おめでとう?言われた訳がわからずキョトンとしていれば、笑いながら頭を撫でてくれた。

「奈々子……あーた、誕生日っしょ?」
「………あ」

ベッドに突っ伏す真さんの耳は真っ赤。

「俺がいて良かっただろ?」

自分も耳まで熱くなっていく。俺がいて良かっただろ?まったくもってその通り。



*谷山紀章*

「誕生日なんだよね?」

ニッコリと、むしろニンマリと笑顔で言われて警戒しないでか!なんたって去年も同じ手口でとんでもないことになった。それに、そもそもこの笑顔は油断ならない。

「折角プレゼント用意したんだけどなぁ」

そんなに警戒されるとなぁ、とは言ってるけど、表情と一致してないですから!

「な、なんですか?紀章さん」
「コッチおいで、奈々子」

ニンマリと手招きされる。ベッド縁に座る紀章さんに恐る恐る近づく。

「はい。誕生日おめでとう」

渡されたのは手のひらに乗る、小さな、箱だった。



*中村悠一*

「おめでとう愛してる。ついでにおはよう」

早口平淡ぶっきらぼうに言ってのけた本人は、さっさと飯を食いに来いと残し部屋を出て行ってしまった。なんだか今、2つほど大事な単語があった気がする。慌ててベッドから抜け出す。

「悠一!悠一今のっ」
「今の?」
「もう一回!」
「さっさと飯食え、奈々子」
「違う。違う違う、違くて!」
「一回しか言わない」
「ケチ!」

朝ご飯のお味噌汁片手に、フイと顔を逸らされた。

「恥ずかしいんだから言わせるな」

誕生日を盾にわがままを言ってやろうと、心に決めた一瞬。



*小西克幸*

「克幸さん!おめでとうって、言ってください」
「おめでとう」

足りない、と目力に込めて訴えてみる。

「ん?ああ。誕生日おめでとう」

通じた。
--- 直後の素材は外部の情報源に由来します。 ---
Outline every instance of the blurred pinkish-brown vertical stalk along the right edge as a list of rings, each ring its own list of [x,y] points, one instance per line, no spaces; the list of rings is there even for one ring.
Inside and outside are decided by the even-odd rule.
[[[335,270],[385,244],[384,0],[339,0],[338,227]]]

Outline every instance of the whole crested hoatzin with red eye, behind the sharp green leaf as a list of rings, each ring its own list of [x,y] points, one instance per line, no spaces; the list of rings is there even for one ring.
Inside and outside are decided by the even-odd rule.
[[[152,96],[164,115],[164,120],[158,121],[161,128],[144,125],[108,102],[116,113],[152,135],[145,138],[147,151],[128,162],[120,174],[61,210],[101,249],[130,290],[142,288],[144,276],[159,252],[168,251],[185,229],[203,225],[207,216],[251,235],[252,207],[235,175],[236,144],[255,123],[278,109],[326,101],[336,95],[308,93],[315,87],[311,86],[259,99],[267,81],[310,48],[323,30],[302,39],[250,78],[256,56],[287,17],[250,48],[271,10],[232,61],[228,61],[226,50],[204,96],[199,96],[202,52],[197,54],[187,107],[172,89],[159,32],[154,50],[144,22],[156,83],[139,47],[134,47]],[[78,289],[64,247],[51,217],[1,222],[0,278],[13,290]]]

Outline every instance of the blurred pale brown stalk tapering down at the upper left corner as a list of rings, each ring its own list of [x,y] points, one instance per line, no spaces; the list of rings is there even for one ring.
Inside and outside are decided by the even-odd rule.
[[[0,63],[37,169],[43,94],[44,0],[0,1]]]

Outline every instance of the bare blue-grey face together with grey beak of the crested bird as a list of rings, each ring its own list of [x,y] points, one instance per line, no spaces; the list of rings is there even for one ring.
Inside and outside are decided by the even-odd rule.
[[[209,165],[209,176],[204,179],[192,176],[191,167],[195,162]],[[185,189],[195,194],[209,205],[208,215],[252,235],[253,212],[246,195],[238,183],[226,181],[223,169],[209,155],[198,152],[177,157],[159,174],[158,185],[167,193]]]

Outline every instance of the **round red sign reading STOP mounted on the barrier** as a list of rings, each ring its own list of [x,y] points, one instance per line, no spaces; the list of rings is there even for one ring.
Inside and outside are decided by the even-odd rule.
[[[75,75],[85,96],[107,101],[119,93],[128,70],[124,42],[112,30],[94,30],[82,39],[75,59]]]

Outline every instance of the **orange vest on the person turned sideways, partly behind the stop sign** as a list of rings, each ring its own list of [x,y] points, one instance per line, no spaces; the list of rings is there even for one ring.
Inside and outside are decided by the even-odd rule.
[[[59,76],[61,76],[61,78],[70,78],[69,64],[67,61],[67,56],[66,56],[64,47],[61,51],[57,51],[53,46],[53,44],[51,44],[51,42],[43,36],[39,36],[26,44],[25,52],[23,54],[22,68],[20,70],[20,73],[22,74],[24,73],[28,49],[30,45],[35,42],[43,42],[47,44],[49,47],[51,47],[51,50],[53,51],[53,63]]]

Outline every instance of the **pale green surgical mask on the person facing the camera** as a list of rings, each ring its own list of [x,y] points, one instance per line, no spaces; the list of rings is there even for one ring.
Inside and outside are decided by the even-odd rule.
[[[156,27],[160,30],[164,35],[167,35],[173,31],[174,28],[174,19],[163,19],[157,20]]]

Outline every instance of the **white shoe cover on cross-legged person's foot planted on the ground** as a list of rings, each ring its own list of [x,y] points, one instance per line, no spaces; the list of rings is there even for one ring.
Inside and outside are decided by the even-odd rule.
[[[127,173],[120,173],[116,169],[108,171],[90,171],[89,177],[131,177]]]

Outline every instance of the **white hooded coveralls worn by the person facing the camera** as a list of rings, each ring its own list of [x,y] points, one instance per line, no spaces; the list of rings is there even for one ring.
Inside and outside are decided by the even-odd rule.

自分の目力が効いたのか、克幸さんがエスパーだったのか。
ポンポンと頭を撫でられてオデコにキスされた。

「言っとくけど、分かり易いのはそっちだからね?」
「え?わったし?」

…えーそうかなぁ?今度はくしゃりと頭を撫でられた。

「俺からちゃんと言うつもりだったのに。可愛いおねだりなんてしてくれちゃって、奈々子ちゃんったら」

とりあえず、今日は言えるだけわがまま言って。そう言われて抱きしめられた。